The tentacles were closer. Coming down swiftly.

Then he realized the cords had safety catches: you had to pull the guns sideways, not out. He did; the rubber popped free. The spear gun was in his hand. He turned, and the tentacle knocked him down. He flipped onto his back and saw the great flat suckered palm of the tentacle coming straight down on him, and the tentacle wrapped over his helmet, everything was black, and he fired.

There was tremendous pain in his chest and abdomen. For a horrified moment he thought he had shot himself. Then he gasped and he realized it was just the concussion; his chest was burning, but the squid released him.

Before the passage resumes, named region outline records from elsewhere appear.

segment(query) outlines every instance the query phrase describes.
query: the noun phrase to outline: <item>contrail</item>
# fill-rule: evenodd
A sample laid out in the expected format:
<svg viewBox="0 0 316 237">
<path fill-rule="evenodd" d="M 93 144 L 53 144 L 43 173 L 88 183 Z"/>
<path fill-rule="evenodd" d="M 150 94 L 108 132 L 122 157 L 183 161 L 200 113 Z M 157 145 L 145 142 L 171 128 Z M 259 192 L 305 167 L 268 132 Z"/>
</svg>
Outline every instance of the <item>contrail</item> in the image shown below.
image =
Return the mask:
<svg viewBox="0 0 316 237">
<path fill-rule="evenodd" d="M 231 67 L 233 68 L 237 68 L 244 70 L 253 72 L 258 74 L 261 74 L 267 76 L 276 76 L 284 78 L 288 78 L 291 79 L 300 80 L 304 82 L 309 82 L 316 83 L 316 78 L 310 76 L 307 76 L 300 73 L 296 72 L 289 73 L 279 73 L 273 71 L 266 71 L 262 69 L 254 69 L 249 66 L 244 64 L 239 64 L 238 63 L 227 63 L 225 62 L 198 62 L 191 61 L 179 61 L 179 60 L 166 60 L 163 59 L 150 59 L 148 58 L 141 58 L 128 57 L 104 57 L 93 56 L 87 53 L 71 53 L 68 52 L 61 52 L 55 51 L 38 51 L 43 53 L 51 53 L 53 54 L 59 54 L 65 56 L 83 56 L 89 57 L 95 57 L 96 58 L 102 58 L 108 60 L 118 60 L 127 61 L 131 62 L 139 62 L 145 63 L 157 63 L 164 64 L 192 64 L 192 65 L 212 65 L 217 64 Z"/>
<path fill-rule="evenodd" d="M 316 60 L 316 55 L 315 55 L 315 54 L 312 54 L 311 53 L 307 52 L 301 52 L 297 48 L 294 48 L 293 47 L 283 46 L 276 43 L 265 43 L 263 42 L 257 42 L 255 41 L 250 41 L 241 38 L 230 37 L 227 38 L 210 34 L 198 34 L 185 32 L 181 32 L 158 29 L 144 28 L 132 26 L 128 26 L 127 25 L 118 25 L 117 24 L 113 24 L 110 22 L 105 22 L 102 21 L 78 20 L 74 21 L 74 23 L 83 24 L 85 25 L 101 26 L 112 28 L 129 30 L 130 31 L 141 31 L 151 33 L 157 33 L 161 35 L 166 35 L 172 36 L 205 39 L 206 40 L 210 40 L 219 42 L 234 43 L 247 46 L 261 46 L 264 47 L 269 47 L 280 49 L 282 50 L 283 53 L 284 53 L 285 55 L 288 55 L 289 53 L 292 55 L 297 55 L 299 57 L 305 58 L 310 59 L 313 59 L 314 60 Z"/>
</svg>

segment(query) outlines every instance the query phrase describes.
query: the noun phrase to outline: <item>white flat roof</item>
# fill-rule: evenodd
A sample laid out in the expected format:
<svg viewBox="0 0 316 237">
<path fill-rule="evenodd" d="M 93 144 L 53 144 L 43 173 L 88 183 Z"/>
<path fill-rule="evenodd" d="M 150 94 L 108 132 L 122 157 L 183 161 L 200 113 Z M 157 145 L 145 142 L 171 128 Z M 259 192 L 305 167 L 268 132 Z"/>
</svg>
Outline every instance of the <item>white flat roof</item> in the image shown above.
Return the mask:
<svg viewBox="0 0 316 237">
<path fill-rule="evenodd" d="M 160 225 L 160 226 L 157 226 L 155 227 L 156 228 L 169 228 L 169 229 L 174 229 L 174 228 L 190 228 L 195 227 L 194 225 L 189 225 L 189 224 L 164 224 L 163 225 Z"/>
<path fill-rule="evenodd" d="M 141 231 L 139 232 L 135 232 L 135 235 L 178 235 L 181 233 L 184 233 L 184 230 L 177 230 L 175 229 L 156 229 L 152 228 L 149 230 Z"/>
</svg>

He still couldn’t see. He pulled the palm off his face and it fell heavily onto the deck, writhing, severed from the squid arm. The interior walls of the habitat were splattered with blood. One tentacle was still moving, the other was a bloody, ragged stump. Both arms pulled out through the hatch, slipped into the water.

Norman ran for the porthole; the squid moved swiftly away, the green glow diminishing. He had done it! He’d beaten it off.

He’d done it.

DH-8

"How many did you bring?" Harry said, turning the spear gun over in his hands.

"Five," Norman said. "That was all I could carry."

"But it worked?" He was examining the bulbous explosive tip.

"Yeah, it worked. Blew the whole tentacle off."

"I saw the squid going away," Harry said. "I figured you must have done something."

"Where’s Beth?"

"I don’t know. Her suit’s gone. I think she may have gone to the ship."

"Gone to the ship?" Norman said, frowning.

"All I know is, when I woke up she was gone. I figured you were over at the habitat, and then I saw the squid, and I tried to get you on the radio but I guess the metal blocked the transmission."

"Beth left?" Norman said. He was starting to get angry. Beth was supposed to stay at the communications console, watching the sensors for him while he was outside. Instead, she had gone to the ship?

"Her suit’s gone," Harry said again.

"Son of a bitch!" Norman said. He was suddenly furious – really, deeply furious. He kicked the console.

"Careful there," Harry said.

"Damn it!"

"Take it easy," Harry said, "come on, take it easy, Norman."

"What the hell does she think she’s doing?"

"Come on, sit down, Norman." Harry steered him to a chair. "We’re all tired."

"Damn right we’re tired!"

"Easy, Norman, easy … Remember your blood pressure."

"My blood pressure’s fine!"

"Not now, it’s not," Harry said. "You’re purple."

"How could she let me go outside and then just leave?"

"Worse, go out herself," Harry said.

"But she wasn’t watching out for me any more," Norman said. And then it came to him, why he was so angry-he was angry because he was afraid. At a moment of great personal danger, Beth had abandoned him. There were only three of them left down there, and they needed each other – they needed to depend on each other. But Beth was unreliable, and that made him afraid. And angry.